Juneyao Auto
- Industry: Automotive
- Founded: 2023; 3 years ago
- Headquarters: Shanghai, China
- Area served: China Thailand Hong Kong
- Key people: Jean Zhu (Director of the Overseas Business Division)
- Products: Electric vehicles
- Parent: Juneyao Group
- Website: juneyaoauto.com

= JuneYao Auto =

Chinese car company

JuneYao Auto (Jíxiáng Qìchē (吉祥汽车)), sometimes abbreviated to JY Auto, is a Chinese automotive manufacturer. Founded in 2023, JY Auto is headquartered in Shanghai, and manufactures vehicles in Putian, Fujian.

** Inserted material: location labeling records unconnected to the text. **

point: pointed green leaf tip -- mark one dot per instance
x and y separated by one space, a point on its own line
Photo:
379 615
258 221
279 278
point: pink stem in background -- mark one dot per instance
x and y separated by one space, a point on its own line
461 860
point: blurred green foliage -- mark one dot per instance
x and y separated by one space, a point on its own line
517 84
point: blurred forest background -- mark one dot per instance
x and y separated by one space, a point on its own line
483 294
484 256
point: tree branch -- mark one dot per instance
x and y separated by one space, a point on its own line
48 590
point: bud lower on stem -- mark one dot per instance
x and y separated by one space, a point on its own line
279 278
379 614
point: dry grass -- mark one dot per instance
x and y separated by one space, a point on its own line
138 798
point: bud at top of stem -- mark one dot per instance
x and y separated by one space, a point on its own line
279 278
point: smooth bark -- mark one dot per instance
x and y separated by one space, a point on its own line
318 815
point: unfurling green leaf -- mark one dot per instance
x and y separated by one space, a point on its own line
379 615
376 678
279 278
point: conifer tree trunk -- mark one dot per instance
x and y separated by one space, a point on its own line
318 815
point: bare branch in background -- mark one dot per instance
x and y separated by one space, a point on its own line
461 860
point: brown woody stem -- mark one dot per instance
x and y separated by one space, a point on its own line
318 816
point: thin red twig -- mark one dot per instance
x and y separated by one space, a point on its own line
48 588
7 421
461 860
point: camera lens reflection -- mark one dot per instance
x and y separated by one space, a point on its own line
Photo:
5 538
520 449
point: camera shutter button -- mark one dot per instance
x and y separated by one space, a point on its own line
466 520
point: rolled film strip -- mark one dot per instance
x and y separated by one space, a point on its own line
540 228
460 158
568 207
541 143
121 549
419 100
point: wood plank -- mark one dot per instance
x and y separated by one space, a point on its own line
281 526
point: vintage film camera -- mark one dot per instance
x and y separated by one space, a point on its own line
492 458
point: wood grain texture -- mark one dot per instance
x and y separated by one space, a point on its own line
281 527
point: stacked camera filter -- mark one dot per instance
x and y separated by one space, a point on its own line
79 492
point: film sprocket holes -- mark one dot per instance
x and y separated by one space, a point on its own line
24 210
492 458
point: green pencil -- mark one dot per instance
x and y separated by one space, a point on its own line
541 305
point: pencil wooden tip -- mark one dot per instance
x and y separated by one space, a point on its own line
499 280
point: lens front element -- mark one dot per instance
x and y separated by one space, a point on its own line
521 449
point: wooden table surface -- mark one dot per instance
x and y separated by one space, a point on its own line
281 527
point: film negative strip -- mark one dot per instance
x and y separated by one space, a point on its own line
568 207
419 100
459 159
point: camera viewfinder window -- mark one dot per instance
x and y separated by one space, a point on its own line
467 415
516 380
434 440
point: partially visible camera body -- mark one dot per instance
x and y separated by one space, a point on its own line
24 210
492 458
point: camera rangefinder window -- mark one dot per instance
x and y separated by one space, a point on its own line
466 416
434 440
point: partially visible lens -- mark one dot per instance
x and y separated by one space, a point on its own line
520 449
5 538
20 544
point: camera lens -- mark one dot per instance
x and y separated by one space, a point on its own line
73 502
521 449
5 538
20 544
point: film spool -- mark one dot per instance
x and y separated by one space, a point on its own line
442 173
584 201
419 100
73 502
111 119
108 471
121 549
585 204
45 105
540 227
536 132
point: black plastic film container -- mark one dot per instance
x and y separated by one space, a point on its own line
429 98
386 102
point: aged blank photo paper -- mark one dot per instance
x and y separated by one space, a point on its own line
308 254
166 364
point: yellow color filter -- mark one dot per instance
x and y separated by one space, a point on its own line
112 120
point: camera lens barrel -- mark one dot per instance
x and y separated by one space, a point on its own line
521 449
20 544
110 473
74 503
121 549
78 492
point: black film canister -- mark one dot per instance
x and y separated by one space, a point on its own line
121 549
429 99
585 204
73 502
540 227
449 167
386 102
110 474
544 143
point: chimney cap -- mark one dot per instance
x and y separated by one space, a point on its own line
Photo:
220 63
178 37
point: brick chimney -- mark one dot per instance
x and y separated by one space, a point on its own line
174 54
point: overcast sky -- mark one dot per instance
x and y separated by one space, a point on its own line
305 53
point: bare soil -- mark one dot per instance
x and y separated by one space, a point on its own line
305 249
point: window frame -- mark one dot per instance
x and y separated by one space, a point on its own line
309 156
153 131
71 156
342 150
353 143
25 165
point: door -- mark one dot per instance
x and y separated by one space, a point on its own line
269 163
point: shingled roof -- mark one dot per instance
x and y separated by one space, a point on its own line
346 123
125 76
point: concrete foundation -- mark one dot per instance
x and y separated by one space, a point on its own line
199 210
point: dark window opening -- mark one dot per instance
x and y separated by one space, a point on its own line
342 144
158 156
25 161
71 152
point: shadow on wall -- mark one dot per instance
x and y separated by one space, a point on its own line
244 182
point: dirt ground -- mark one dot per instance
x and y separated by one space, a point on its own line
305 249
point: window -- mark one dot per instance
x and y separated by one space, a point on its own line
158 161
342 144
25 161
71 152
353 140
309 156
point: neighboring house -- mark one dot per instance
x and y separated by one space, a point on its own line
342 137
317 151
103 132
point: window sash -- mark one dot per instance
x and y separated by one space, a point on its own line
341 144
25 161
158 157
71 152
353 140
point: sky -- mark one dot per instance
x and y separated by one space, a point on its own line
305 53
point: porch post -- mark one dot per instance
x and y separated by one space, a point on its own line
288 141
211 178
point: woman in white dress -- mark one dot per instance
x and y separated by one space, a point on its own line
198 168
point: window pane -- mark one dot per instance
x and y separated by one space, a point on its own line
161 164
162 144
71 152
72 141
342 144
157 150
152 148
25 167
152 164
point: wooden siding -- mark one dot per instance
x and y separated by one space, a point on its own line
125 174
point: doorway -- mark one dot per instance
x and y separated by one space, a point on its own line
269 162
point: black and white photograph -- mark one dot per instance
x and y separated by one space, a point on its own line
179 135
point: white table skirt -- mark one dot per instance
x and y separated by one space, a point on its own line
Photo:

The company was established by Juneyao Group, following its acquisition of Yudo Auto. The group, founded in 1991, is better known for its airline, Juneyao Air.

==Models==
The Yudo Yuntu continues under the Yudo Auto name and is the sole model that continues under JuneYao ownership.

The first JuneYao branded model is the JY Air launched in 2024 in Thailand and in China from Spring 2025. The 4.55m long car features an aerodynamic design with a drag coefficient of 0.23 Cd.

Two version of the Air are produced; a 51.2 kWh battery with a 147 kW/ 250 Nm motor powering the rear wheels and can be charged with 70 kW DC. The top level Air has a large 64.1 kWh battery pack a slightly higher output motor 159 kW and faster 136 kW DC charging.

== Operations ==

Manufacturing for JY Auto takes place in Putian, Fujian, at the former Yudo Auto plant.